Generate a Synthetic Dataset
You can generate synthetic datasets in Athina.
This feature is currently in beta. Please contact us if you’d like early access.
AI is only as good as your data.
But collecting robust datasets for training and testing can a major challenge.
In Athina IDE, you can generate high-quality RAG Q&A datasets using your own documents on Athina.
You can then use this generated data for evaluation, testing prompts and models, running experiments or export for fine-tuning.
Demo Video
How to Generate a Synthetic Dataset
-
Open Athina Develop.
-
Click Generate Synthetic Data
-
Select the documents you want to use to generate the dataset.
a. You can either upload a
.txt
fileb.

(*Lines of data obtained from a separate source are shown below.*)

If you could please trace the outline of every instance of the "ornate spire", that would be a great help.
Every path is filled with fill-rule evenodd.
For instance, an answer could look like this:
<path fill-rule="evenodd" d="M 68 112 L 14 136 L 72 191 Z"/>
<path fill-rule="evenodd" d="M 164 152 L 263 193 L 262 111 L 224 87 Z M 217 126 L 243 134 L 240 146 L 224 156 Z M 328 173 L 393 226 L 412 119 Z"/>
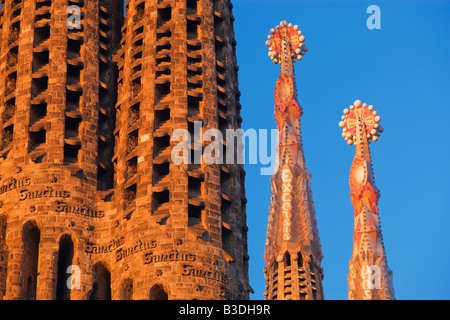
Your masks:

Or you can choose to generate synthetic data similar to your production logs.
-
Choose the number of questions you want to generate.
-
Choose the type of questions you want to generate.

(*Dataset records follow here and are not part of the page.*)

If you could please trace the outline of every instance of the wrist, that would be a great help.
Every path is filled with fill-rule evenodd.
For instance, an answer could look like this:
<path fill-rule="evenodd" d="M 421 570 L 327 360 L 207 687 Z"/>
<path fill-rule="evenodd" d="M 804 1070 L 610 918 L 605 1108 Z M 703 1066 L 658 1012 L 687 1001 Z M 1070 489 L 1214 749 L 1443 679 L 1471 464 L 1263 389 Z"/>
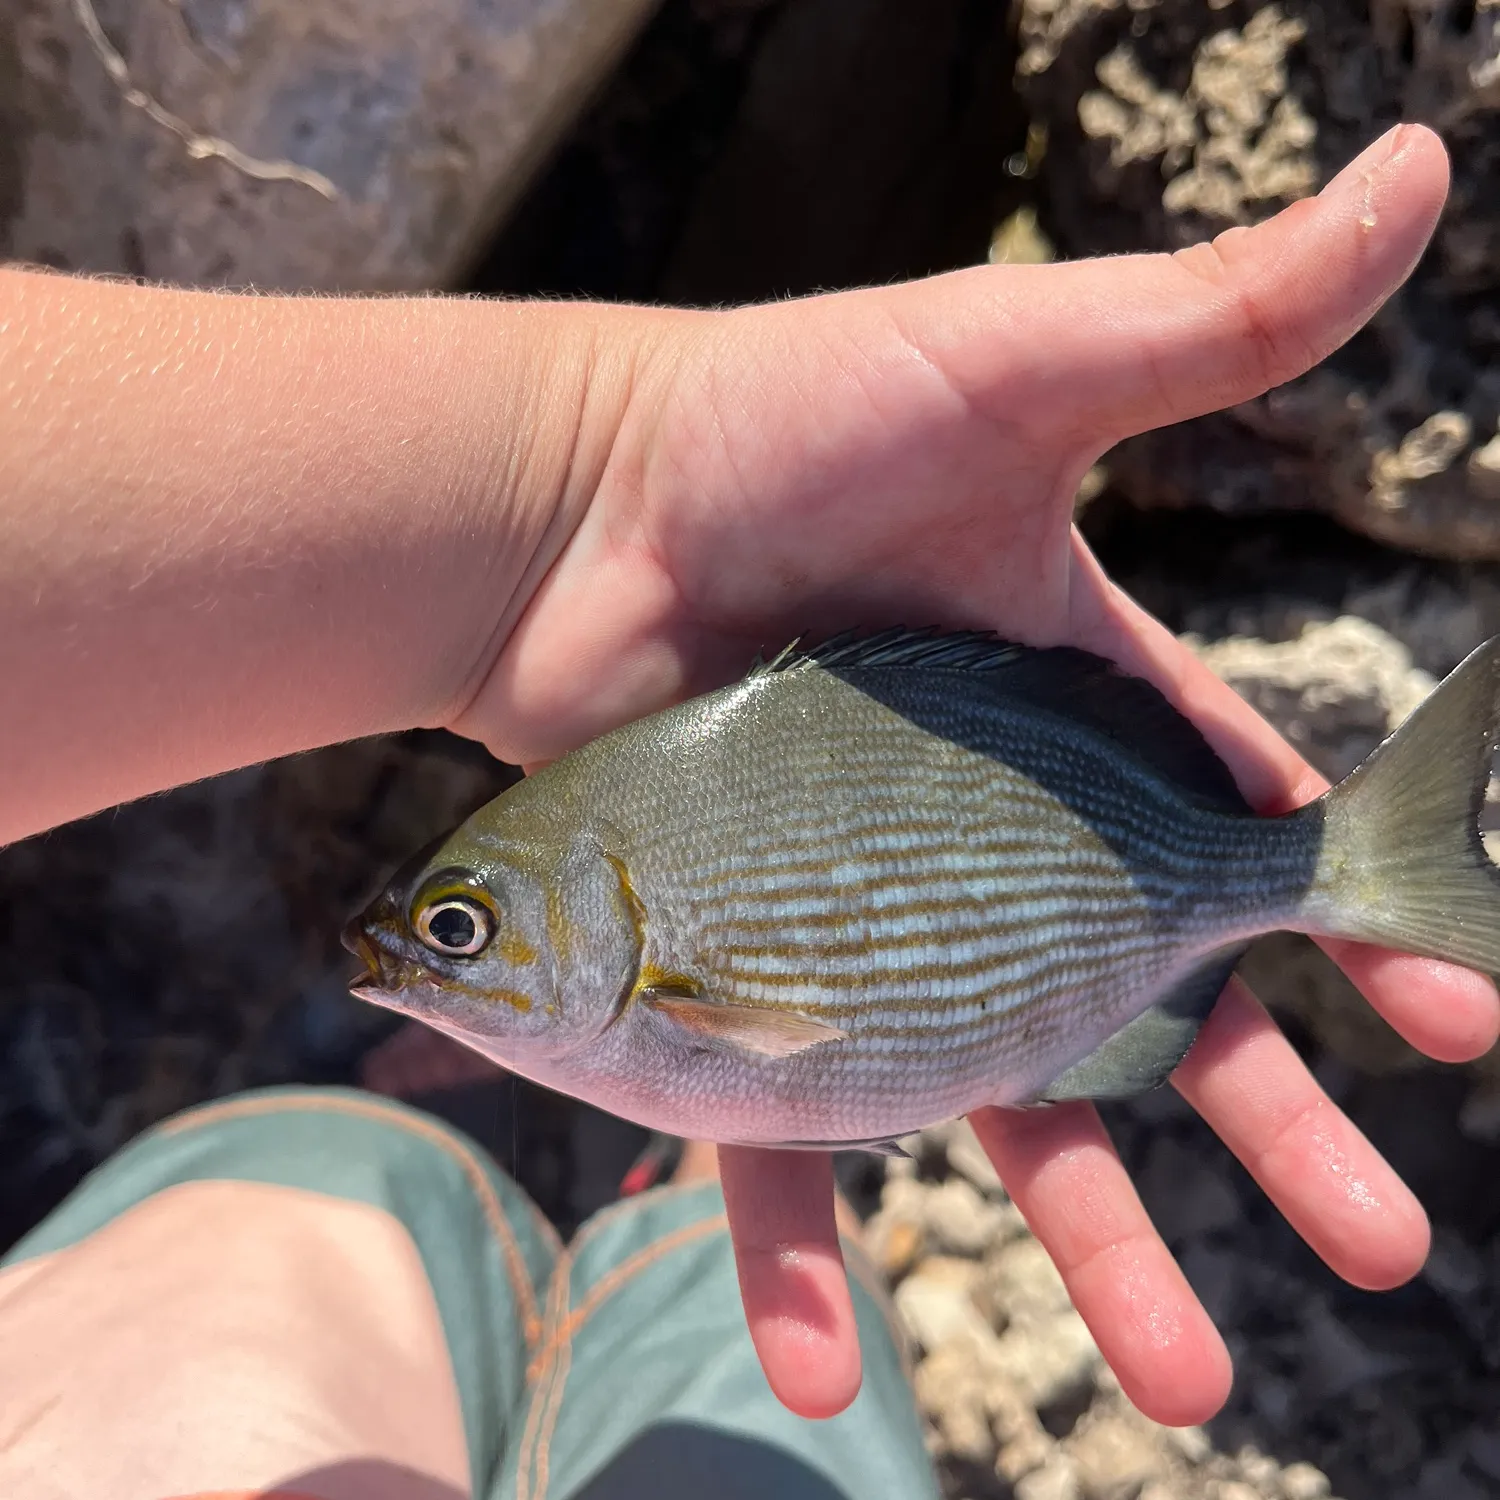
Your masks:
<path fill-rule="evenodd" d="M 652 316 L 0 270 L 0 842 L 449 722 Z"/>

What type of synthetic data can I generate?
Currently, we support the following question types:
- Simple Q&A
- Reasoning-based Questions
- Multiple Choice Questions
- Negative Questions
- Unsafe Questions
- Conditional Questions
If you need something more custom than this, please contact us.
How does synthetic data generation work?
We partnered with Fiddlecube to leverage their advanced data generation techniques.

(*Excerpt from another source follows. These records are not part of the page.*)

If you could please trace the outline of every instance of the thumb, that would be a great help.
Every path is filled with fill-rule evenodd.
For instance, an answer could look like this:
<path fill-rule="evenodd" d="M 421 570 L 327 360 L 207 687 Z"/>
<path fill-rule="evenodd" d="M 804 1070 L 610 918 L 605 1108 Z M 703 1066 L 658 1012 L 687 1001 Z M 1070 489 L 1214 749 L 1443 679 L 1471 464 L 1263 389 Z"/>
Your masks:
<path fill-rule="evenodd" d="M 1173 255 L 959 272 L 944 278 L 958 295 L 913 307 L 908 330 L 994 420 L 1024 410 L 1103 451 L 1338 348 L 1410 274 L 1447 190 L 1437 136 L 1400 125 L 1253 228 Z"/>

A lot things are happening under the hood to generate high quality data:
-
The source data is run through a data generation pipeline, which uses large language models to generate rows with diversity.
-
The dataset is then measured for quality, and rigorously filtered, cleaned and de-duped to meet the described criteria.
-
Ultimately, the output rows will be RAG Question-Answer style rows with a query, context, and response.